Our results as well as those in the literature suggest that some hormone or combination of hormones, that are inhibited by somatostatin, is responsible for the hyperfiltration response following amino acid infusion/protein ingestion. Recently, we have infused amino acids with somatostatin and replaced the stimulated levels of insulin/glucagon/growth hormone observed during amino acid infusion alone (Castellino and DeFronzo, preliminary results). This combined hormone replacement was able to overcome the inhibitory effect of somatostatin and return the increase in RPF and GFR to the elevated levels observed following amino acid infusion. These results suggest that some combination of these hormones is involved in the hyperfiltration response to hyperaminoacidemia. However, several comments are worthy of emphasis. First, somatostatin is known to inhibit a number of hormones, and a contributory role for any of these should not be excluded.
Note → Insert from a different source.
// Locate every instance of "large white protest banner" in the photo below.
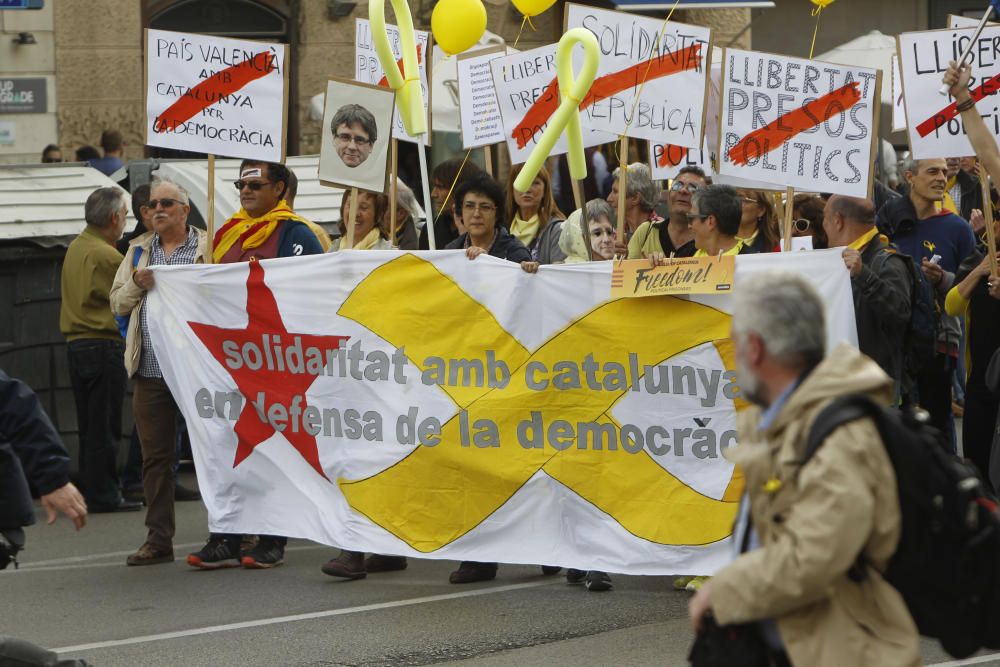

Second, a large body of evidence has accumulated to indicate that neither insulin, glucagon, nor growth hormone alone are capable of augmenting either RPF or GFR. The possibility that infusion of the three hormones together will increase RPF and GFR, when neither hormone alone will do so, has not been examined. More likely, some interaction between the elevated plasma amino acid concentrations and the elevated hormone levels is responsible for the hyperfiltration response. It is interesting to speculate that such an interaction might be exerted at the level of the kidney by an effect on renal amino acid metabolism.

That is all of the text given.